Louisiana: A double dose of excellent Medicaid expansion news!

I haven't posted anything about Louisiana's ACA Medicaid expansion since back in January, just before newly-elected Democratic Governor John Bel Edwards took office. At the time, it looked like the program wouldn't actually kick off until July, and would enroll perhaps 300,000 people.

Today brings a status update: It looks like they're gonna ramp things up a month earlier, and around 75K more Louisianans are eligible than previously thought:

La. Governor Announces Medicaid Expansion Will Begin June 1, Save State $677M Over 5 Years

About 375,000 people in Louisiana are expected to enroll in the program for low-income residents. At the same time, officials in Arkansas continue wrestling with the governor's plan to end the political impasse over expansion.

The accompanying AP article still uses the 300K estimate, but the New Orleans Times-Picayune article claims 375K. Since they're a local paper which presumably knows the specifics of Louisiana better, I'm inclined to give them the benefit of the doubt.

Anyway, this is great to hear...and as I noted back in January:

Gallup's quarterly uninsured surveys don't include children, and the adult U.S. population is around 246 million, which means that every 250K people who gain (or lose) coverage bumps the Gallup number up (or down) by 0.1 percentage point.

Assuming 250K of the 300K eligible are enrolled by July, that would single-handedly drop Gallup's rank of the national uninsured rate from 11.9% to 11.8%.

Of course, that was based on Gallup's Q4 2015 numbers.

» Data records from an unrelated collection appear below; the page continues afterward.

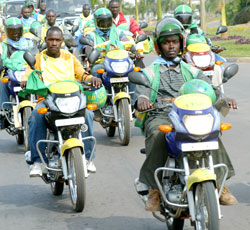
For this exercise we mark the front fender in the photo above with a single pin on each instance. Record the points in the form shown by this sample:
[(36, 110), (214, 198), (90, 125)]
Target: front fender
[(25, 103), (200, 175), (71, 143), (121, 95)]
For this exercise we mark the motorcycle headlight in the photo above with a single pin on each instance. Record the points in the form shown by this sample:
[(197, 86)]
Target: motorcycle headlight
[(198, 124), (120, 67), (68, 104), (202, 61)]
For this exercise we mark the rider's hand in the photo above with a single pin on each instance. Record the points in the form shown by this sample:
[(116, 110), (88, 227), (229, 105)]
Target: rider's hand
[(96, 82), (144, 104), (23, 84), (232, 103)]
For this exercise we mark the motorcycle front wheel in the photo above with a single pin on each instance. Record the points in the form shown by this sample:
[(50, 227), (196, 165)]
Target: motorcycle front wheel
[(26, 114), (124, 121), (77, 184), (206, 207), (57, 188), (174, 223)]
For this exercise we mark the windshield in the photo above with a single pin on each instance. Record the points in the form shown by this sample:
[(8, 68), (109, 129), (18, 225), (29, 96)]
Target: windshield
[(67, 6)]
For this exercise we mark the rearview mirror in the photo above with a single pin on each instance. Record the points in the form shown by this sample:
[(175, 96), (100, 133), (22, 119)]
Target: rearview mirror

Their Q1 2016 estimate has the uninsured rate down to 11.0%, so a successful LA expansion launch should knock that down to 10.9% or lower, although once you include children in the mix it's more like a 9.5% --> 9.4% drop.

UPDATE: To clarify, even if every one of those 375,000 (300,000?) of those eligible do enroll in the program, some portion of them would be shifting over from existing coverage (for instance, of the 214,148 Louisianans who enrolled in private QHPs via Healthcare.Gov, 3% were below 100% of the Federal Poverty Line and another 48% were between 100-150% of the FPL. Since ACA expansion covers those up to 138% FPL, the odds are that roughly 39% of the 214K are now eligible for Medicaid instead, which would be roughly 83,000 people, give or take.

If you include a few thousand others who have some sort of current coverage, that means perhaps 90K of the 375K are already covered, meaning the maximum potention net uninsured reduction would be roughly 285,000.